Re: [PATCH v7 2/8] iov_iter: Add a function to extract a page list from an iterator

From: David Hildenbrand
Date: Thu Jan 26 2023 - 18:43:23 EST


On 26.01.23 23:15, Al Viro wrote:
On Mon, Jan 23, 2023 at 02:24:13PM +0100, David Hildenbrand wrote:
On 23.01.23 14:19, David Howells wrote:
David Hildenbrand <david@xxxxxxxxxx> wrote:

Switching from FOLL_GET to FOLL_PIN was in the works by John H. Not sure what
the status is. Interestingly, Documentation/core-api/pin_user_pages.rst
already documents that "CASE 1: Direct IO (DIO)" uses FOLL_PIN ... which does,
unfortunately, no reflect reality yet.

Yeah - I just came across that.

Should iov_iter.c then switch entirely to using pin_user_pages(), rather than
get_user_pages()? In which case my patches only need keep track of
pinned/not-pinned and never "got".

That would be the ideal case: whenever intending to access page content, use
FOLL_PIN instead of FOLL_GET.

The issue that John was trying to sort out was that there are plenty of
callsites that do a simple put_page() instead of calling unpin_user_page().
IIRC, handling that correctly in existing code -- what was pinned must be
released via unpin_user_page() -- was the biggest workitem.
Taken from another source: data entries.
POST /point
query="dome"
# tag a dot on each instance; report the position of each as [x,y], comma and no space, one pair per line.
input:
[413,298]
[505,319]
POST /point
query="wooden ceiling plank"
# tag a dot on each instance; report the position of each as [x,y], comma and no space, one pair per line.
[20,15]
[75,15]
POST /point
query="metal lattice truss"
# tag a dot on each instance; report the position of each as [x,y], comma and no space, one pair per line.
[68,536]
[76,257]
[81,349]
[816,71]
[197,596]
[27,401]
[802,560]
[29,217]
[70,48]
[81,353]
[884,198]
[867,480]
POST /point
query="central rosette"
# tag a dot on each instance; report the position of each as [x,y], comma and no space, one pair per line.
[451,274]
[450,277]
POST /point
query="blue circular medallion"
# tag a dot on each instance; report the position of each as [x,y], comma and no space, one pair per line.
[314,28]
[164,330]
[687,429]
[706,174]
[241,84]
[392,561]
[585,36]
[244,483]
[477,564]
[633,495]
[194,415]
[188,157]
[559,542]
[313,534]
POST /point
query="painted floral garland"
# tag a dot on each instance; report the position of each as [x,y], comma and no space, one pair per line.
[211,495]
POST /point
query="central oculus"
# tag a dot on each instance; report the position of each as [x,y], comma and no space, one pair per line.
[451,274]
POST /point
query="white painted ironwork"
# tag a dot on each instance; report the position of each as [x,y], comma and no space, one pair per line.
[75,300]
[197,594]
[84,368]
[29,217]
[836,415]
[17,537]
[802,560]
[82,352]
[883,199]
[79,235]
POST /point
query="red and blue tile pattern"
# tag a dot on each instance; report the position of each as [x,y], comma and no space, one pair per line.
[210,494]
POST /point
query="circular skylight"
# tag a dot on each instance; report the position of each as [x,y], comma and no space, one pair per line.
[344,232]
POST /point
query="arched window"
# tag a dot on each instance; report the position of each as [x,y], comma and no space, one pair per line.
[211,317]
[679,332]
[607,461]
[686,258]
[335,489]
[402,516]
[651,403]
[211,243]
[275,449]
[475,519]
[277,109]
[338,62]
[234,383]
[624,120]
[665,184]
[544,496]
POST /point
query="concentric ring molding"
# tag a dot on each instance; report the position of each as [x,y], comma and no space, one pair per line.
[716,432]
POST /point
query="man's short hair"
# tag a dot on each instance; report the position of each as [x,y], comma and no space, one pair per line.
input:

Not sure how that relates to your work here (that's why I was asking): if
you could avoid FOLL_GET, that would be great :)

Take a good look at iter_to_pipe(). It does *not* need to pin anything
(we have an ITER_SOURCE there); with this approach it will. And it
will stuff those pinned references into a pipe, where they can sit
indefinitely.

IOW, I don't believe it's a usable approach.


Not sure what makes you believe that FOLL_GET is any better for this long-term pinning, I'd like to learn about that.

As raised already somewhere in the whole discussion by me, the right way to take such a long-term ping as vmsplice() does is to use FOLL_PIN|FOLL_LONGTERM. As also raised, that will fix the last remaining vmsplice()+hugetlb COW issue as tested by the cow.c vm selftest and make sure to migrate that memory off of MIGRATE_MOVABLE/CMA memory where we cannot tolerate to have long-term unmovable memory sitting around.

--
Thanks,

David / dhildenb